From The New York Times: The donor whose $350 million gift will be critical in building Cornell University’s new high-tech graduate school on Roosevelt Island is Atlantic Philanthropies, whose founder, Charles F. Feeney, is a Cornell alumnus who made billions of dollars through the Duty Free Shoppers Group.
EARLIER...from The New York Times: Mayor Michael R. Bloomberg says he has chosen Cornell University and Technion-Israel Institute of Technology to build a $2 billion graduate school of applied sciences on Roosevelt Island.
From The New York Times: New York City Mayor Michael R. Bloomberg is expected to announce that he has chosen Cornell University to create a new science graduate school on Roosevelt Island. The announcement will come three days after Cornell announced a $350 million gift to help bankroll its proposal, and Stanford University pulled out of the contest.
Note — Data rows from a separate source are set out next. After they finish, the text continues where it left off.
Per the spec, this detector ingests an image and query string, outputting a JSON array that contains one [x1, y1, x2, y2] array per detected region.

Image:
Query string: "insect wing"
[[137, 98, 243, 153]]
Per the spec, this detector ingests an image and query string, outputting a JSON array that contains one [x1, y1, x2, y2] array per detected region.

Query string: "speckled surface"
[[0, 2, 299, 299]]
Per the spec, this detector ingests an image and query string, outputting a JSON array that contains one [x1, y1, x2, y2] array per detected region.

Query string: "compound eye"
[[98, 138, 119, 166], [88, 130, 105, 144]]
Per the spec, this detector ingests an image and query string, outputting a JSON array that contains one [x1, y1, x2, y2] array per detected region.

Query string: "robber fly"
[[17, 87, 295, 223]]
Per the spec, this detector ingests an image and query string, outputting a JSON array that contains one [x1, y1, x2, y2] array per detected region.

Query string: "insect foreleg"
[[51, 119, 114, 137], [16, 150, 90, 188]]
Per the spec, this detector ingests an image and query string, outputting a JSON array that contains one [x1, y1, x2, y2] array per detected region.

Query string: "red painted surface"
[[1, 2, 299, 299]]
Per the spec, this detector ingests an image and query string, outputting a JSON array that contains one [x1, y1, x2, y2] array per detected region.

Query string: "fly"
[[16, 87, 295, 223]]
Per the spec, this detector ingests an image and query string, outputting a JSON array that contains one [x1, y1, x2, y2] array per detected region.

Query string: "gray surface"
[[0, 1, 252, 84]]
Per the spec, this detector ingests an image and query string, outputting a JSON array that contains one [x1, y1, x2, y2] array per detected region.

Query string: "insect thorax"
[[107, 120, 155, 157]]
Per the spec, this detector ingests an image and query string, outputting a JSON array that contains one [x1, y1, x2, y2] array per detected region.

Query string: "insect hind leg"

NOVEMBER 2011...from The New York Times: Seven higher-education institutions have submittedbidsfor New York City's support in building a graduate school of engineering and applied sciences in the city.
OCTOBER 2011...from The New York Times: Stanford University’s proposed graduate school of science on Roosevelt Island in New York City carries a $2.5 billion price tag, the university says, more than double its estimate just weeks ago. Stanford is a leading contender in the city’s competition to create a new school of applied sciences that officials hope will prompt the growth of high-tech business in the city. The city is offering free land and infrastructure improvements, incentives that are worth up to half a billion dollars.
From The New York Times: New York City's competition to have a major university build a new science graduate school calls for high standards of sustainability and environmental sensitivity, but some competing universities are going much further to out-green one another. Stanford and Cornell, vying for the same city-owned site, are widely seen as the universities to beat. Each of their plans seeks to incorporate innovative environmental measures.
From The New York Times: In the competition for $400 million in land and subsidies to build a science and engineering graduate school in New York City, some universities continue to change plans and jockey for position, and there is a growing view among them that Cornell and Stanford have emerged as the favorites.
JULY 2011...From The New York Times: New York City Mayor Michael R. Bloomberg has raised his offer to universities who have expressed interest in setting up a school of engineering and applied sciences in the city. Along with practically free use of land, the city will contribute as much as $100 million. City officials want to make New York more competitive with Silicon Valley as a hub for technology-based businesses. Officials say a school like the one the city is seeking could generate as much as $6 billion in economic activity: creating 30,000 temporary and permanent jobs and fostering innovations that could become big businesses. The city received 18 submissions; among the most enthusiastic bidders were Cornell and Stanford universities. Three city-owned properties are being considered as potential sites for a new campus: the south end of Roosevelt Island in the East River, part of the Brooklyn Navy Yard, and parts of Governors Island.